I know the forum does not like opinion that is self indulgent, But I would like all to think back, Why did we move here??? Better weather,?? Cost of Living,?? Or living the Dream??. Remember the odd day in the shopping queue you have 9 items in a 8 item isle , your hedge is over hanging my space, why are you looking at my child that way, your car is better than mine.
I have very rarely seen a Rolls Royce , seen a child smacked in the streets, 
everone says good morning, smiles with the passion as if they know you, the sun shines like the people, even if you had a Rolls Royce, my neighbours would help you push it to get it started, if this is not a reason to stay in this wonderful country then please do tell, kind words spoken only


----------



## mrforja (Apr 3, 2011)

Algarve said:


> I know the forum does not like opinion that is self indulgent, But I would like all to think back, Why did we move here??? Better weather,?? Cost of Living,?? Or living the Dream??. Remember the odd day in the shopping queue you have 9 items in a 8 item isle , your hedge is over hanging my space, why are you looking at my child that way, your car is better than mine.
> I have very rarely seen a Rolls Royce , seen a child smacked in the streets,
> everone says good morning, smiles with the passion as if they know you, the sun shines like the people, even if you had a Rolls Royce, my neighbours would help you push it to get it started, if this is not a reason to stay in this wonderful country then please do tell, kind words spoken only


So we are a country full of hedge growing, want to be Rolls Royce owners, child lurking smackers and shop queuing criminals what a load of tosh.:nono::nono:


----------



## Algarve (Mar 30, 2011)

*When you move to Portugal,*



mrforja said:


> So we are a country full of hedge growing, want to be Rolls Royce owners, child lurking smackers and shop queuing criminals what a load of tosh.:nono::nono:


when you move to Portugal, you will feel the warmth given from the people and every one says hello good morning, No we dont plant 12 foot hedges, never said anything about Criminals, thats your quote, when was the last time you see a teenager shake hands , everyday in Portugal I see it, Family values, Traditions, and Manners, this is why I love the country, not getting into a slagging match, if a Moderator is at hand can you please remove this thread as it looks like it will just cause trouble, many thanks, and Happy Easter


----------



## PETERFC (Apr 3, 2009)

*Reply*

[QUOTE When was the last time you see a teenager shake hands , everyday in Portugal I see it, Family values, Traditions, and Manners, this is why I love the country,[/QUOTE]

Hi Algarve 

I disagree about taking the post down.
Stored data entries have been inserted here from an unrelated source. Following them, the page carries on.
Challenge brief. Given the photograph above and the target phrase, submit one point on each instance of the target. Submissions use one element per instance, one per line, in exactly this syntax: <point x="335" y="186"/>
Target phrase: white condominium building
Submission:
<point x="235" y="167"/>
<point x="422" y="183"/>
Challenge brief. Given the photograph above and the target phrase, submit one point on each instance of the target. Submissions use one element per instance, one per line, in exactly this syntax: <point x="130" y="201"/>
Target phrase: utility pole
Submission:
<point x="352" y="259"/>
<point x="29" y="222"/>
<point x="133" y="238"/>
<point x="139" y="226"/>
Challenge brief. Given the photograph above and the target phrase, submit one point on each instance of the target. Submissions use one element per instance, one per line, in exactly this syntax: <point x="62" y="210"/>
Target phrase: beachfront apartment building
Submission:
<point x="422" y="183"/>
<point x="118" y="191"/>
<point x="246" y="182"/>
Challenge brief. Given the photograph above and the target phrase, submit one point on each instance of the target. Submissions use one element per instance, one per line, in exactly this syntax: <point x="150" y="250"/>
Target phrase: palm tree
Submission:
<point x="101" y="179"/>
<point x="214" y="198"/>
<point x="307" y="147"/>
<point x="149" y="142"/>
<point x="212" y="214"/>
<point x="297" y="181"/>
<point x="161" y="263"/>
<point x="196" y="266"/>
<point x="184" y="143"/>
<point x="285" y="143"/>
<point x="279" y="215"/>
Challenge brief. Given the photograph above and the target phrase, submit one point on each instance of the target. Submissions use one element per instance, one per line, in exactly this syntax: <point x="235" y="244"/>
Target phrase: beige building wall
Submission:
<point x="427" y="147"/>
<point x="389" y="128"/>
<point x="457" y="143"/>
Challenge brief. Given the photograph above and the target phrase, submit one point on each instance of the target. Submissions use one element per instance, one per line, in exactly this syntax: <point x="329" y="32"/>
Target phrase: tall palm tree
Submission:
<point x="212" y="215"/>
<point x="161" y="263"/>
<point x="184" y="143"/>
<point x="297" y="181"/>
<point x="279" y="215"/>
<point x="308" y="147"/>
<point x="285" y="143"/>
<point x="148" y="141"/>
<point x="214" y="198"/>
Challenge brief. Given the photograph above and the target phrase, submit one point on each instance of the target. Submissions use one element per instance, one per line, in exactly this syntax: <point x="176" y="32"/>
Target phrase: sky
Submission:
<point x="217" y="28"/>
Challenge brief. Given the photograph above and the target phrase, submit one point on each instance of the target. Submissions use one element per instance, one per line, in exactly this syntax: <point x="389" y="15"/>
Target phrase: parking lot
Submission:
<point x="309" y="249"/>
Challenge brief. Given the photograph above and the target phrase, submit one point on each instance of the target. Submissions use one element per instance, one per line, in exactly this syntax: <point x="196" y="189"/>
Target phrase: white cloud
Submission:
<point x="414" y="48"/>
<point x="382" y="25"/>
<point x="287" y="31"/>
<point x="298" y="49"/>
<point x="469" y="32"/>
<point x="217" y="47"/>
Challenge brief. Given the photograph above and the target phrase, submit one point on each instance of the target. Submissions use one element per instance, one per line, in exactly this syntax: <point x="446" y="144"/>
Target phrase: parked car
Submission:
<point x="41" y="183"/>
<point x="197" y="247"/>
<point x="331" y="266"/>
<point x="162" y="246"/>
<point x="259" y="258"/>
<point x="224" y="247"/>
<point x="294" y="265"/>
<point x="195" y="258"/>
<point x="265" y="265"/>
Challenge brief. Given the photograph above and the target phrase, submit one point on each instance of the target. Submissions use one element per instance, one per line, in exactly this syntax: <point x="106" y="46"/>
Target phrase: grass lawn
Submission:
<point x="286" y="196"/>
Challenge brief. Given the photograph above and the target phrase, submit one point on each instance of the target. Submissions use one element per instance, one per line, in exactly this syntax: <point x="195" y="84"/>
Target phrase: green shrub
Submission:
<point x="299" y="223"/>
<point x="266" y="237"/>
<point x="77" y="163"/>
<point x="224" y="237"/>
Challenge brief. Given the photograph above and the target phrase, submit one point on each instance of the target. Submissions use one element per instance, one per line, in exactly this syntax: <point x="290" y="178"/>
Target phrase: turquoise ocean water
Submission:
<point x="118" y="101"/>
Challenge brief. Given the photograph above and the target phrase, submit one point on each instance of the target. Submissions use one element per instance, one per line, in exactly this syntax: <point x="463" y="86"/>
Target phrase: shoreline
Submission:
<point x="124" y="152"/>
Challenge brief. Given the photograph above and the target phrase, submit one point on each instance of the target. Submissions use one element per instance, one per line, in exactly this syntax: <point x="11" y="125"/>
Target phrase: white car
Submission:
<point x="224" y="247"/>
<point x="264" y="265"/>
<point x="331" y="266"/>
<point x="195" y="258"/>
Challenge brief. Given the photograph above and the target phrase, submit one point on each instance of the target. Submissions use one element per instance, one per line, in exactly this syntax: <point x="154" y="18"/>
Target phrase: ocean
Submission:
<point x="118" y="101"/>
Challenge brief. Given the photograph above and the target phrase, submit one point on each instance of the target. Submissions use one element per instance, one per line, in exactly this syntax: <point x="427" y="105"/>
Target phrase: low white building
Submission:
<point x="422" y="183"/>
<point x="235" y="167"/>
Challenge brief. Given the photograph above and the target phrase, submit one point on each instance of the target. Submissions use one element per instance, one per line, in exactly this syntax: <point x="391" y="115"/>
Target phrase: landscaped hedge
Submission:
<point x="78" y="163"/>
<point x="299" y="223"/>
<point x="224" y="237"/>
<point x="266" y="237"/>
The comments above are how i have found my time in Central Portugal. 

I waited at the station in Coimbra to get the train to Serpins. At my side where to young lads 14/15 years of age, as the train doors opened the stood back so that i could get on the train. Now that is respect i am 62 years of age the where only youngsters yet i was allowed to get on the train before them. 

Leave the post and the Mods will take care of those who would wish to cause trouble. Or maybe move the Post to the Lounge as this is a members only place.

Peter.


----------



## Benny Dorm (Mar 24, 2010)

mrforja said:


> So we are a country full of hedge growing, want to be Rolls Royce owners, child lurking smackers and shop queuing criminals what a load of tosh.:nono::nono:


You hit the nail on the head mrforja:clap2:


----------